Summary of a talk given to a meeting of the Captain Cook Study Unit at Marton, U.K on 23 September 2000
According to the history books, several days after the death of James Cook on the shore of Hawaii, a native priest delivered a parcel containing the Captain's remains to the Resolution, from whence they were ceremonially buried at sea in Kealakekua Bay.
Some 30 years later, reports began to reach England suggesting that some of Cook's remains were still on the island where they were held in a temple devoted to the god Lono. The initial scepticism which greeted these reports began to recede as their number increased as the standing rose of those making the reports. This culminated in the account of William Ellis, who in the early 1820s was a missionary on the island. He not only confirmed the location of the temple in which Cook's remains were kept, but stated that the bones were "...preserved in a small basket of wicker-work, completely covered over with red feathers..."
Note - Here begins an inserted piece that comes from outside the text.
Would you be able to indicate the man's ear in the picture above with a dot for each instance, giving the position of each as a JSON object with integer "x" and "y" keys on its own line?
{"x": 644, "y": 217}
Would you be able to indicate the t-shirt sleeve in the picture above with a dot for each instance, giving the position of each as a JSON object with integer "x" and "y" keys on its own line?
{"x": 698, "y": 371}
The efforts of the missionaries resulted in the conversion of the Hawaiian monarchy to Christianity in 1820. As Christianity was adopted by the population, the monarchy ordered the destruction of many images and sites which had once been considered sacred. What happened to Cook's bones is not known but native priests are thought to have hidden their more sacred possessions to prevent their destruction. There is also an account which alleges that King Kamehameha II brought some of Cook's remains to England in 1824, intending to return them to Cook's family, or failing that, then to present them to the King on behalf of the nation.
King Kamehameha II, his Queen, and their entourage arrived in London in May 1824 and were treated with the respect and dignity afforded to any visiting head of state. Unfortunately neither the King nor Queen had any resistance to European diseases and within 6 weeks of their arrival they had contracted measles. King George IV assigned his royal physicians to attend to them but despite their administrations the disease proved fatal to them both.
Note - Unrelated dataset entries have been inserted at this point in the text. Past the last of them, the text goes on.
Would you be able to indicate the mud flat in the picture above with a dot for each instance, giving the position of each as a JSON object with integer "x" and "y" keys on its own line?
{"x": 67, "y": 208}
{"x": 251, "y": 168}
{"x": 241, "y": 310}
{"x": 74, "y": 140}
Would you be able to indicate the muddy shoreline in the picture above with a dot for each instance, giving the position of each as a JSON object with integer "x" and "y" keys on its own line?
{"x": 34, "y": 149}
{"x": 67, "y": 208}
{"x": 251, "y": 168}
Whilst contemporary accounts of the King's visit did not report that he had brought any gifts to England, a relative of the Cook family subsequently claimed to possess an arrow which he alleged had been brought to England by the King. The arrow was unusual in its construction as it comprised a short foreshaft made of bone, said to have come from one of the small leg-bones of Captain Cook.
In 1878 this arrow was in the possession of William Adams, a distant cousin of the late Mrs Cook. To authenticate the provenance of the arrow Adams produced two statements. One had been written in 1828 by Joseph Henry Green, subsequently a President of the Royal College of Surgeons in London. The other statement was from Bishop Staley, late Bishop of Hawaii. The Bishop had queried the origin of the arrow with the King of Hawaii who after making appropriate enquiries indicated that the claimed source of the bone was most likely to be true.
In 1886 the arrow and its supporting statements were exhibited in London at The Colonial and Indian Exhibition. It lay alongside other Cook-related exhibits which relatives of the Cook family had loaned to form part of the display of the Government of New South Wales. The following year the artefacts were acquired by that Australian State, and passed into the collection of its museum. The arrow now lies in the anthropology collection of The Australian Museum, Sydney. It is hoped that one day a DNA analysis of the bone may indicate whether of not there is any truth in its legendary association with Captain Cook.